Experimental Physics and
Industrial Control System

Andrew Johnson <[email protected]> · Wed, 18 Feb 2009 11:56:42 -0600

Hi Bernd,

On Tuesday 17 February 2009 13:43:33 Schoeneburg, Bernd wrote:
>
> >> *2. Alarm Disable Field in all Records
> >> *If a record rises an alarm because of a "known bug" or in case of
> >> maintenance or special operating conditions, it would be a very smart
> >> solution to disable this alarm at the source. Otherwise all connected
> >> clients must mask this alarm individually. Setting all severities to
> >> "NO_ALARM" does not help if the alarm is set by the device support.
> >> Setting a new disable-field to "DISABLE" would set SEVR to "NO_ALARM"
> >> and STAT to something like "ALMDIS" or so. Changing the disable field
> >> would need some special function which sends out the change. If
> >> disabled, the alarm bit in the monitor mask is ignored and the
> >> logAlarms-hook-function returns without doing anything. This change is
> >> useful if using the conventional alarm handler as well as the new AMS
> >> used by CSS.
> >
> > This idea needs some discussion.  There is a related suggestion in my
> > list called "OFFLINE Alarm Status" which takes a different approach,
> > requiring device support to set an Invalid/Offline alarm instead.  I
> > don't know whether using a NO_ALARM severity with a different status
> > would work properly with alarm acknowledgments.
>
> This looks for me like a solution for a different problem. If a record
> has its alarm disabled, other record should still be able to read data
> from it and the severity (if MS of the inlink is set) should not become
> invalid. Nothing is really offline.
> In an alarm tree display, the root of the tree shows the highest
> severity of the leaves. An alarm-disabled record therefor must have
> NO_ALARM severity for not to interfere the status of the root. Why is
> acknowledgment necessary if the severity is NO_ALARM?

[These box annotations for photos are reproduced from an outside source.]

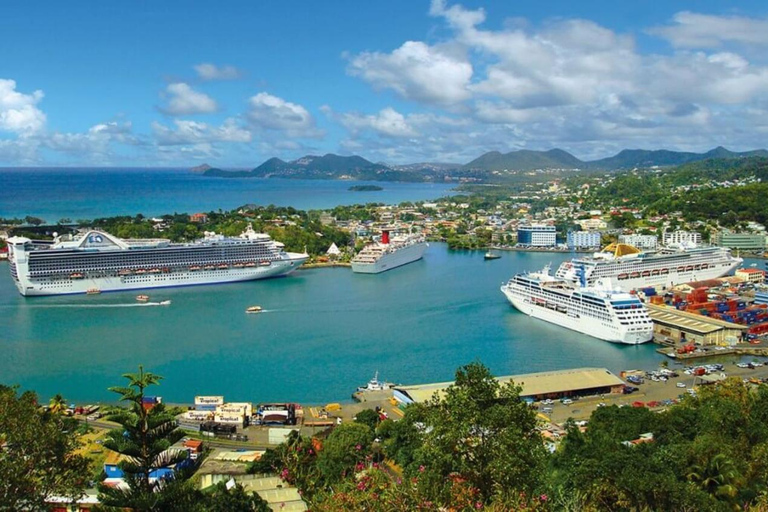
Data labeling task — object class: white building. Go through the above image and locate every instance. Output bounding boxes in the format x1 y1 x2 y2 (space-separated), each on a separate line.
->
517 224 557 247
576 219 608 231
662 231 701 245
619 235 659 251
566 231 600 249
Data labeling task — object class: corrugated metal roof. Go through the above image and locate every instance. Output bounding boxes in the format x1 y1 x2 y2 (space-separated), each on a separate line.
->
395 368 624 402
646 304 749 334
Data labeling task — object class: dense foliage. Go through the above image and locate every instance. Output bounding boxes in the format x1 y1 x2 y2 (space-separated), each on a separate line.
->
0 386 88 511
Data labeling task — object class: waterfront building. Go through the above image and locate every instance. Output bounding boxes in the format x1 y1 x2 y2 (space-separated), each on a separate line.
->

I agree that the two are not really the same.  I may have been wrong about the 
acknowledgment issue, but I have just looked at the code for the alarm 
handler; adding a new alarm status value will require rebuilding ALH at the 
same time; old versions will report alarms with any new status values that 
get added as a WRITE_ACCESS_ALARM (the highest existing alarm status value).

It is not possible for a CA client program to request a complete list of alarm 
status names through CA, because the protocol can only transport at most 16 
status string for any ENUM field, and we already have 22 alarm status values.  
The strings used come from an array in libCom, but of course there is no 
guarantee that the libCom that ALH was built with is the same release as the 
libCom that the IOC is using, thus incompatibility is possible.

I'm not saying we can't add new status values, but it does have implications 
that must be made clear if we do so.

> >> *3. Alarm Delay Field in all Records*
> >> Beside the alarm limits we have a "HYST" in the analog records. Why not
> >> also a "DLY" (delay). Some values are very unstable and have some noise
> >> or over-swing. So a short time over/under the limit should be allowed
> >> sometimes. Implementing this in the ioc has two advantages: 1.:It is
> >> analog to "HYST" which is a value-related hysteresis. "DLY" is a
> >> time-related hysteresis. 2.:Sending a lot of good/no-good messages to
> >> the clients could be avoided. This change is not so easy, many things
> >> must be considered.
> >
> > Any new fields needed can be added to each record type as they are added
> > to the support code; they should not be added to dbCommon.dbd though.  I
> > would like to see a clear description of how the final alarm code will
> > work, but I have no particular objections to these ideas being
> > implemented in the Base record types.
>
> Ok, I asume that the reason for not to put it in dbCommon.dbd is, that
> this would apply to all records even if their record support does not
> support the new function, which may be confusing, right?

Right.

> I will try to make a description - its not so easy.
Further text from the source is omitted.